Monetary Policy and Firm Trade Credit: Do Macroeconomic Indicators Matter?
DOI:
https://doi.org/10.22547/BER/16.2.5Keywords:
Firm Trade credit; Credit Channel; Gross Domestic Product; Financialization; Market Power; Meltzer's trade creditAbstract
This paper investigates the presence of the credit channel using firm-level panel data of 450 firms listed at the Pakistan Stock Exchange from 1988-2021. Moreover, it uses a two-step system generalized method of moments (S-GMM) estimator to extend the market power theory and Meltzer's firm trade credit (FTC) theory by integrating the moderating role of financialization (FLN) and gross domestic product (GDP) growth in establishing the effect of monetary policy (MP) on FTC. Specifically, our analytical framework enables us to estimate the marginal effect of monetary policy (MP) on FTC at different GDP levels by considering different fixed levels of MP instruments. The results reveal a positive effect of MP on FTC, confirming the credit channel of monetary transmission mechanism (MTM). The results reveal that higher FLN facilitates firms to avail external borrowing during contractionary MP, which decreases MP's positive effect on FTC. The findings show that 1% increase in GDP will reduce the negative effect of MP on FTC by 0.0004% and it is significant at 1%. Similarly, 1% increase in FLN increases the negative effect of MP on FTC by -0.0002.
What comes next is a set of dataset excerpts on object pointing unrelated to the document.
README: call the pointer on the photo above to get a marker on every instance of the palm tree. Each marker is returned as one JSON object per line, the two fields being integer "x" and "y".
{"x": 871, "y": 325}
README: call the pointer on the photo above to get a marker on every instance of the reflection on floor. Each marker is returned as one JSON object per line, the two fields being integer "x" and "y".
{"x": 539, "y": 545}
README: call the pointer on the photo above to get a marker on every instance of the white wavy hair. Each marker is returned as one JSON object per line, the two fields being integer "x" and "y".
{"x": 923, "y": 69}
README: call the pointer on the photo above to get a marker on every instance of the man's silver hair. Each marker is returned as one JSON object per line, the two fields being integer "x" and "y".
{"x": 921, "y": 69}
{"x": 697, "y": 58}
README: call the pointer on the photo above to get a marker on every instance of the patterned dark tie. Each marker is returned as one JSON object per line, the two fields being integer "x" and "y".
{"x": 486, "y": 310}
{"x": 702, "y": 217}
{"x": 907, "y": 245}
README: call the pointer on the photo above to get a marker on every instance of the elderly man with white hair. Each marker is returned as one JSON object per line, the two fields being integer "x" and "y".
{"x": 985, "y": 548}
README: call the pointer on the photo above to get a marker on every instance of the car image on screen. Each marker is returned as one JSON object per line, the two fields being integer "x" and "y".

Moreover, the findings show that GDP growth strengthens the impact of monetary policy on firm trade credit. The empirical results give important policy implications. For example, FLN should increase competition among financial sectors to ensure the availability of funds and firms' investment efficiency at the time of contractionary MP. Moreover, the government should enhance GDP growth through tax exceptions so that firms should not suffer during tight MP periods.